Asked what this means for the left-leaning candidates in the upcoming federal election, Dawe said they have a high mountain to climb.

Many parties, such as the United Farmers of Alberta, the Progressive Conservative Party and the Social Credit Party of Canada have had their turns in the Red Deer area.

The former Red Deer riding dissolved into Red Deer-Lacombe and Red Deer-Mountain View during the 2015 federal election.

Dawe explained central Albertans align themselves with right-leaning parties and their philosophy.

Michael Clark was first elected as the local MP in 1908 with the Liberal Party of Canada, and then again in 1911 – the last time the riding had a Liberal representative.

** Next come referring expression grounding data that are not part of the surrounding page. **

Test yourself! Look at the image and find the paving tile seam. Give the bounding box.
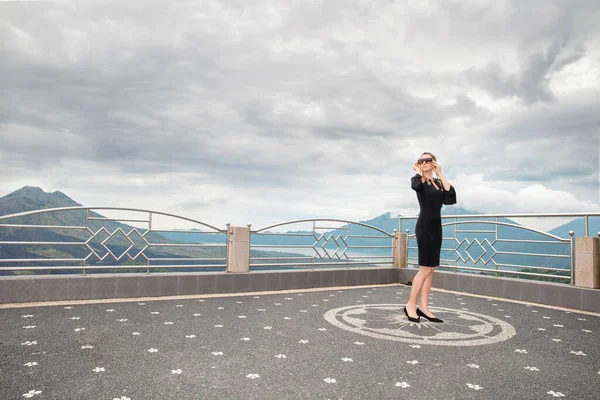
[3,281,600,316]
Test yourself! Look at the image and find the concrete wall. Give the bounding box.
[397,269,600,313]
[2,268,599,313]
[0,268,399,304]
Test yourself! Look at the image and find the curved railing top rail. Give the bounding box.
[399,212,600,219]
[404,220,569,241]
[253,218,394,237]
[399,211,600,237]
[0,206,224,233]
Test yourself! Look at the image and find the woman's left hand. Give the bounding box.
[432,161,442,174]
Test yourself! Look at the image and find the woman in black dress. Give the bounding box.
[404,152,456,323]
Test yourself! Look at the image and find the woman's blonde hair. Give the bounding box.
[420,152,437,161]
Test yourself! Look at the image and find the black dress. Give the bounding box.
[411,174,457,267]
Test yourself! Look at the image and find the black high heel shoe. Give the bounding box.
[416,307,443,323]
[403,306,420,323]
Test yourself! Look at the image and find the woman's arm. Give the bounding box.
[437,171,452,191]
[411,162,423,191]
[432,161,451,191]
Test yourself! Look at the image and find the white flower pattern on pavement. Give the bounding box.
[22,390,42,398]
[466,383,483,390]
[547,391,565,397]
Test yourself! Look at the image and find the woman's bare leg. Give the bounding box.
[418,269,437,317]
[406,266,434,317]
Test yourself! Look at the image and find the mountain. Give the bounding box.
[549,218,600,238]
[0,186,80,215]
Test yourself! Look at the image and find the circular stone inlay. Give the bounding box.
[324,304,516,346]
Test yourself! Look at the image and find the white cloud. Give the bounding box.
[0,0,598,228]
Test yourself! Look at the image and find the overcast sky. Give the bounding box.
[1,0,599,230]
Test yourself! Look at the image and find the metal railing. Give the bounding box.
[1,206,598,282]
[399,212,600,284]
[250,219,394,269]
[0,207,227,274]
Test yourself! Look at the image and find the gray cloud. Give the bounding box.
[0,0,598,225]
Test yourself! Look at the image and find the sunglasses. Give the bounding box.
[417,158,433,165]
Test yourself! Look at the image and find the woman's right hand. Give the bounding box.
[413,162,421,174]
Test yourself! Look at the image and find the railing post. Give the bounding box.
[574,233,599,288]
[392,229,407,268]
[226,225,250,273]
[569,231,575,284]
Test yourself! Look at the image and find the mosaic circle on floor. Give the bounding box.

Clark was re-elected in 1917 under the Unionist party banner.

“I would call them (Unionists) a central one, but their main focus was on the successful completion of the First World War. That’s why it was formed.”

The United Farmers of Alberta won the Red Deer election in 1921, making Alfred Speakman the MP.

Dawe said Speakman leaned toward the left, and was defeated in 1935 by Eric Poole, with the Social Credit Party of Canada – a right-leaning party.

“This was around the depths of the Depression, and people were looking for solutions for anything to try and break the long Depression, and so they turned to Social Credit.

“Some of them were very right wing, but Poole was left wing side of Social Credit,” explained Dawe.

“The longer they were around politically, the more right wing they became over time,” Dawe said about the Social Credit Party of Canada.

Former MP Frederick Shaw then took over the riding in 1940 under the Social Credit banner.

“Shaw came in and he was in the more right wing side of Social Credit.

Harris Rogers took over the district with the Progressive Conservative Party in 1958, followed by Robert Thompson, who first won with Social Credit in 1962, and later switched to the Progressive Conservative Party around 1968.

The riding then experienced the Bob Mills era with the Reform Party of Canada in 1993, then with the Canadian Reform Conservatives Alliance in 2000, followed by the Conservative Party of Canada in 2003.

Incumbent Earl Dreeshen took over the riding in 2008. He then became the MP for the Red Deer-Mountain View riding in 2015, when the constituency was divided into two.